Ma potrebbe essere anche il contrario. Il ritorno del virus, l’aumento delle proteste stavolta più composte delle opposizioni, che prima o poi dovrebbero svegliarsi dalla trita cantilena del “dagli all’immigrato”, e l’aumento delle tensioni sociali, potrebbero portare al progressivo isolamento del premier.

In questo senso forse l’alleanza può essere un colpo di genio di attendismo tattico. Nell’attuale situazione altamente instabile i giallo-rossi con Renzi aspettano il risultato del 20 settembre per tirare le fila. A quel punto, forti della nuova alleanza, potrebbero anche essere tentati di ricorrere al voto che consolidi i nuovi rapporti e spazzi via i riottosi.

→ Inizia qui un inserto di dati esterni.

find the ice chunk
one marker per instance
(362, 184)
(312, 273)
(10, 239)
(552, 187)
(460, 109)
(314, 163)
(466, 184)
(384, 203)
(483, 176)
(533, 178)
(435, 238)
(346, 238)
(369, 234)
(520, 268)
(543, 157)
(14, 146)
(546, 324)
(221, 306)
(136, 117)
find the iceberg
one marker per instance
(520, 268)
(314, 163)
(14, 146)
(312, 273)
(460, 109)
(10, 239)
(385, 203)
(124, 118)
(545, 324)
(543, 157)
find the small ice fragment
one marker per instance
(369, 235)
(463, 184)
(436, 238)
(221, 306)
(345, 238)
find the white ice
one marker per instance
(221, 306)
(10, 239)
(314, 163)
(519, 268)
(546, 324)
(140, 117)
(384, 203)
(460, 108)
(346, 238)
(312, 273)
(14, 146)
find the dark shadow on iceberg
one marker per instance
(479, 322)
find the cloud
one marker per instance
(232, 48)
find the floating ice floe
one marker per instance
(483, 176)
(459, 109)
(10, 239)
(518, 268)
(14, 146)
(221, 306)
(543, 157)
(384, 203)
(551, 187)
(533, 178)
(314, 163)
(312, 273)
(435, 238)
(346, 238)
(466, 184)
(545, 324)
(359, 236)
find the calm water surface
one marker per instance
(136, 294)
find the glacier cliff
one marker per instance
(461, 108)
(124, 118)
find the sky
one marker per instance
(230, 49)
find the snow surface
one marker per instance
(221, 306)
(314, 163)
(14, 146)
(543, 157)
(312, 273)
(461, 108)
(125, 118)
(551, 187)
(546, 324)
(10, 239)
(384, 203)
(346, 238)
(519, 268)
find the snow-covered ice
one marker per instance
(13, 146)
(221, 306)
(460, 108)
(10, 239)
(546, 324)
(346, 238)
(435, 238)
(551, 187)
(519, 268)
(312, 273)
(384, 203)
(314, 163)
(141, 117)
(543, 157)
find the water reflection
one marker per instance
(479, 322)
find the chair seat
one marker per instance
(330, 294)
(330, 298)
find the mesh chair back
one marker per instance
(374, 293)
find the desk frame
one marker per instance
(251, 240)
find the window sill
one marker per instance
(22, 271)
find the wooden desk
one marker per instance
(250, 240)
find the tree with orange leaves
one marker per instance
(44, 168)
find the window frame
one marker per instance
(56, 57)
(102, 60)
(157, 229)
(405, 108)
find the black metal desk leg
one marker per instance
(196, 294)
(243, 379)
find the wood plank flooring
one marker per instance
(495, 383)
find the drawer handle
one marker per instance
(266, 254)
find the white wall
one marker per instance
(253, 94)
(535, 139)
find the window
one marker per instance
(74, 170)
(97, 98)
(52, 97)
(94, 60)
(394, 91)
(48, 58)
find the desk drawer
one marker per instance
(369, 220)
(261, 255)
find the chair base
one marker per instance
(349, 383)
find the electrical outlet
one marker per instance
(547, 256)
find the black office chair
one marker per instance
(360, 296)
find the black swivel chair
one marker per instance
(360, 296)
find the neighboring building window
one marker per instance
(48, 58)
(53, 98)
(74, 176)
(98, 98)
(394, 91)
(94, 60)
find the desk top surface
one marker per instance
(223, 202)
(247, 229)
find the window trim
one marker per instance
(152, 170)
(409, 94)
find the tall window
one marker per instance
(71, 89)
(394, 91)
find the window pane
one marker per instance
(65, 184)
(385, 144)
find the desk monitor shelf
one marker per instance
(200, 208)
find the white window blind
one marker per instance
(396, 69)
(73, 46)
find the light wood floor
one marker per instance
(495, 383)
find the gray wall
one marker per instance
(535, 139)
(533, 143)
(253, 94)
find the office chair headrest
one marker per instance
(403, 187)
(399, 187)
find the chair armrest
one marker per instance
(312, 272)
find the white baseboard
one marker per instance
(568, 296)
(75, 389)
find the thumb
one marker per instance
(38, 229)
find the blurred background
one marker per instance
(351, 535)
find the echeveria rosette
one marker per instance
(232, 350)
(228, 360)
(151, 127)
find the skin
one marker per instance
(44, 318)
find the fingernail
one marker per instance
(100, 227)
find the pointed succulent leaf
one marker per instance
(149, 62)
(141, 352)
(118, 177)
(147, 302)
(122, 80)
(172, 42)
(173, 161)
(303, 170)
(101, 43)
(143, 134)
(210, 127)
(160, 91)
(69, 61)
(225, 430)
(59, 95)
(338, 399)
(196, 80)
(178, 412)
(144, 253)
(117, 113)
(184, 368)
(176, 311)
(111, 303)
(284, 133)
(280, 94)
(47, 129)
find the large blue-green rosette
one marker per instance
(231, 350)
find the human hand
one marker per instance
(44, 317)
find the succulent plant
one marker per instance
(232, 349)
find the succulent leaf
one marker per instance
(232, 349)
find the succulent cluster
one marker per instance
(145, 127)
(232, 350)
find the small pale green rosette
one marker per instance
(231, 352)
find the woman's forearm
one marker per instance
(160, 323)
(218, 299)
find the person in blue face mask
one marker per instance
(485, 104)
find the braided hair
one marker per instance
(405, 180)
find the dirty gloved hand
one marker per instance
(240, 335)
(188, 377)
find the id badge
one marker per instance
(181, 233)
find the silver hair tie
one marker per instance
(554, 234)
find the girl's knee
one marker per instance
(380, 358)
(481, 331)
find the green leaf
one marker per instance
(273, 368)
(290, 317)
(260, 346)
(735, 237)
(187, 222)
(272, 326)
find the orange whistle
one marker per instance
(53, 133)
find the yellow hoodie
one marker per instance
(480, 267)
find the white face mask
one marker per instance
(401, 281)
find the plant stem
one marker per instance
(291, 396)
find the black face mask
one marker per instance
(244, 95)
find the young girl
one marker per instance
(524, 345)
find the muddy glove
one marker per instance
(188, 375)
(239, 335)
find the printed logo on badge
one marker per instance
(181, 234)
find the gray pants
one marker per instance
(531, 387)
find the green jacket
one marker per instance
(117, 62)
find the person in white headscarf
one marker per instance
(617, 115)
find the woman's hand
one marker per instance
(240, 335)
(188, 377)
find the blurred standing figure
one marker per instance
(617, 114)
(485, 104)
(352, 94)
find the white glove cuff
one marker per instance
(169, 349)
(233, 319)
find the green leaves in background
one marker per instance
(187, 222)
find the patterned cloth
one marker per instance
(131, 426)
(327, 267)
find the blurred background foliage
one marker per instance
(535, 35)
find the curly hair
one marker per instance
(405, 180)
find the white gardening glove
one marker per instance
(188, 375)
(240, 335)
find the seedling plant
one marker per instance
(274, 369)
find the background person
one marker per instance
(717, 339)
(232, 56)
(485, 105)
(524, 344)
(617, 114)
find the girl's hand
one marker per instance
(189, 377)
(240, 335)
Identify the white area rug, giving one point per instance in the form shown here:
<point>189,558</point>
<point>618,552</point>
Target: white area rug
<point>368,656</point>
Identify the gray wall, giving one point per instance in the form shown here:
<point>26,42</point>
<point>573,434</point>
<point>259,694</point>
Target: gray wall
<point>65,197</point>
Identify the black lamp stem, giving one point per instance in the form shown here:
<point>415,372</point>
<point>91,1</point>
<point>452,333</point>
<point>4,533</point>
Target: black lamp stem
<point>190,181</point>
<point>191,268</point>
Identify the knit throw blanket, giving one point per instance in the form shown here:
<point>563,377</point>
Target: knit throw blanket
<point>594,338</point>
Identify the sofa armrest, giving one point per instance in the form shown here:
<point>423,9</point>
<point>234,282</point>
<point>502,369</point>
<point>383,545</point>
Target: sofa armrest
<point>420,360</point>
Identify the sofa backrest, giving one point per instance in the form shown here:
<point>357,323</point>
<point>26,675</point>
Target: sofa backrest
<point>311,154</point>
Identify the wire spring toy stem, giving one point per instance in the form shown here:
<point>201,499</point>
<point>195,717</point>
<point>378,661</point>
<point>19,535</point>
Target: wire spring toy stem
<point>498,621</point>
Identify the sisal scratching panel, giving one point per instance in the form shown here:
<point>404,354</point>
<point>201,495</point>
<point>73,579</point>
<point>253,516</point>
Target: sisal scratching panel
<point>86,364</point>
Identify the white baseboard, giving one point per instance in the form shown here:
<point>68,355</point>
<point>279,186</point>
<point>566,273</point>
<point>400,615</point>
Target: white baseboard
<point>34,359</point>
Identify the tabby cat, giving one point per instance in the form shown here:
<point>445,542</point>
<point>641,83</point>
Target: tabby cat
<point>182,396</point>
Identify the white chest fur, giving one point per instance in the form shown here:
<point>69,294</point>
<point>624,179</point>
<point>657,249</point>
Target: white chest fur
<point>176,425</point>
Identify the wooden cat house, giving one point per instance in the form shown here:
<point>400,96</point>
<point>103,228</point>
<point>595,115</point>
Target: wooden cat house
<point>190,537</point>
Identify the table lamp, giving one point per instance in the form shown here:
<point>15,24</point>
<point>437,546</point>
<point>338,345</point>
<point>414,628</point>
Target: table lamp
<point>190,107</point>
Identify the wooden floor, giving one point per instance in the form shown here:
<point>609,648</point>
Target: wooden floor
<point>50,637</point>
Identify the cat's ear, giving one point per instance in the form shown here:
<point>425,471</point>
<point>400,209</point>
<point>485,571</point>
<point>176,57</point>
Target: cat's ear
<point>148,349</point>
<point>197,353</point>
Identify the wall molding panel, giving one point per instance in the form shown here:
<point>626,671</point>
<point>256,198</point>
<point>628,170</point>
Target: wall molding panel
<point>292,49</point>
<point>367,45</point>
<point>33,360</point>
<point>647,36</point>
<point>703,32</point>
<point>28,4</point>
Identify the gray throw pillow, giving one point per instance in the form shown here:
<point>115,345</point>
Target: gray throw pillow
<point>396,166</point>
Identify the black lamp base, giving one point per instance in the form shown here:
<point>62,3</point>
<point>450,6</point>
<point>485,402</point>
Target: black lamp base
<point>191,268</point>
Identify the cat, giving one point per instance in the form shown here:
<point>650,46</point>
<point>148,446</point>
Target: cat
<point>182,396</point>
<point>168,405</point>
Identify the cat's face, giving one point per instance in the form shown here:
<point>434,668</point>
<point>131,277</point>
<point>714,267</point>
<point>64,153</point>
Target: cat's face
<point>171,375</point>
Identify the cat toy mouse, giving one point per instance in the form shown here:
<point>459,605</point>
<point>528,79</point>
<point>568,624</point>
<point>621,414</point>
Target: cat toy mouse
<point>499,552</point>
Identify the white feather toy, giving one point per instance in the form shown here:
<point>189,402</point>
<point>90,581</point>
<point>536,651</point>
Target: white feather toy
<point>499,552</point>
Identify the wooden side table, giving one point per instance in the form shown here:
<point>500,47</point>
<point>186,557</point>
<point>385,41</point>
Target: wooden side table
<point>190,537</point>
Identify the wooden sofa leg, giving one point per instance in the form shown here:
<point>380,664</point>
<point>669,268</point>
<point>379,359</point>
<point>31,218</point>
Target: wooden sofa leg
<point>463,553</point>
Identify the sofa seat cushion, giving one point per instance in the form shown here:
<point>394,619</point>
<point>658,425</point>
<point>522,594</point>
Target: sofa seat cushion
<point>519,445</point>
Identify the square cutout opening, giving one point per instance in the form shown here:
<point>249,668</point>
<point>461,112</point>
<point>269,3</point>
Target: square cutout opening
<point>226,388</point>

Infatti una parte non insignificante di Pd e M5s non sono entusiasti per l’alleanza e possono essere tentati di mettere i bastoni fra le ruote, specie se passa il tempo e aumentano le difficoltà. Si è trattato di un patto di palazzo senza discussioni interne e pubbliche, per cui il livello di coesione all’interno delle due formazioni è minimo e rischia di sfaldarsi al primo incidente.

Naturalmente tutto può cambiare rapidamente. I politici italiani avranno difficoltà sulla strategia, ma sono geni della tattica. Forse si è messo in moto qualcosa che potrebbe portare anche lontano.